The Winklevoss bitcoin ETF was denied initially in March of last year, seemingly ending a multi-year effort to create a “physically” backed bitcoin fund into which investors could buy stakes.
After the SEC’s staff pushed back against the idea, the Bats BZX exchange, which filed the proposed rule change allowing for the bitcoin ETF, petitioned for a review.
More than a year after the review began the SEC’s commissioners came to the decision that the ruling to disapprove would not be overturned, affirming “BZX has not met its burden under the Exchange Act and the Commission’s Rules of Practice to demonstrate its proposal is consistent with the requirements of the Exchange Act Section 6(b)(5).”
At the time, Commissioner Hester Peirce wrote a letter of dissent disagreeing with the outcome of the review.

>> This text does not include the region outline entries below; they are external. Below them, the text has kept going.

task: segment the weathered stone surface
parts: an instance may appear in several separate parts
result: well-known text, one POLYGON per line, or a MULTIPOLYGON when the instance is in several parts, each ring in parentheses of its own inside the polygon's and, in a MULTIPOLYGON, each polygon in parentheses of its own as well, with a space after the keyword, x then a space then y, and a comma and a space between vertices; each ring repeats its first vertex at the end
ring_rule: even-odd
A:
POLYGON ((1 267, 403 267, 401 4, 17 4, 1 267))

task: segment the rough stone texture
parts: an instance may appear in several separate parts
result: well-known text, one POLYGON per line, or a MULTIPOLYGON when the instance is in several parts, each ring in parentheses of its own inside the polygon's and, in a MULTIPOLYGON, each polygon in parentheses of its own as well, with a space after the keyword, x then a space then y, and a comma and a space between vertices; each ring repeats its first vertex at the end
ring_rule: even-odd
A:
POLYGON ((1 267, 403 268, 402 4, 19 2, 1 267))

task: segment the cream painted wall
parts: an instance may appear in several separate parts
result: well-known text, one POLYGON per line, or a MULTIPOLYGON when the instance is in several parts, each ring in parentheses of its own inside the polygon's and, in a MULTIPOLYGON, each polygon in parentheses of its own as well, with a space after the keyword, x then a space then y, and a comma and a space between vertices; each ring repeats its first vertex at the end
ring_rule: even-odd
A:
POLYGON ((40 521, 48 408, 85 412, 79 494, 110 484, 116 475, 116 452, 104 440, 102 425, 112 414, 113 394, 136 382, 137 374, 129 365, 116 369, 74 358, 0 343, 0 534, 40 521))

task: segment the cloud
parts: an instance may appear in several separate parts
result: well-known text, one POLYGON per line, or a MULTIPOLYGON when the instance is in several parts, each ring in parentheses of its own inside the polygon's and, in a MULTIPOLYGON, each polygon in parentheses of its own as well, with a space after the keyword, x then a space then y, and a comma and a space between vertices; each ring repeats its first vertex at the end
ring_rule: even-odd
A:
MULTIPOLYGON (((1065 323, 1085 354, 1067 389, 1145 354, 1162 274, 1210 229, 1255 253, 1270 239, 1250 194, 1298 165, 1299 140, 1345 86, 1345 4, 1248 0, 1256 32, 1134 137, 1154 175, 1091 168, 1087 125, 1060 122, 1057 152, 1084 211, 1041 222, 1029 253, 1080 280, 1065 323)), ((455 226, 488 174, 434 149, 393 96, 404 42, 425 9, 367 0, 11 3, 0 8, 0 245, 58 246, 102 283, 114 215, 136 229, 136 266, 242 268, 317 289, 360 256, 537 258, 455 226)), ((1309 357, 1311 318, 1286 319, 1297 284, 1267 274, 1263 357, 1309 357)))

Her arguments – that the SEC should be focused on disclosure rather than playing “gatekeeper” to the market – will likely be raised again during deliberations on the current set of bitcoin ETF proposals put forth by Direxion, GraniteShares and ProShares.
Past reviews have taken anywhere between six to 16 months, Chervinsky affirmed, and the Rules of Practice do not set a strict deadline for the SEC, making it “hard to predict” how long this particular review will take.
Chervinsky told CoinDesk:
“Given the nature of yesterday’s decision and the fact that the commissioners so recently handled the Winklevoss appeal, I don’t think it will take long to finish this review.”
Regardless, the announcement of the review was largely well-received by individuals such as GraniteShares CEO Will Rhind, whose firm is now among those waiting for a final answer from the SEC’s highest ranks.
“It’s a positive development and we look forward to engaging with the SEC commissioners on this matter,” Rhind told CoinDesk.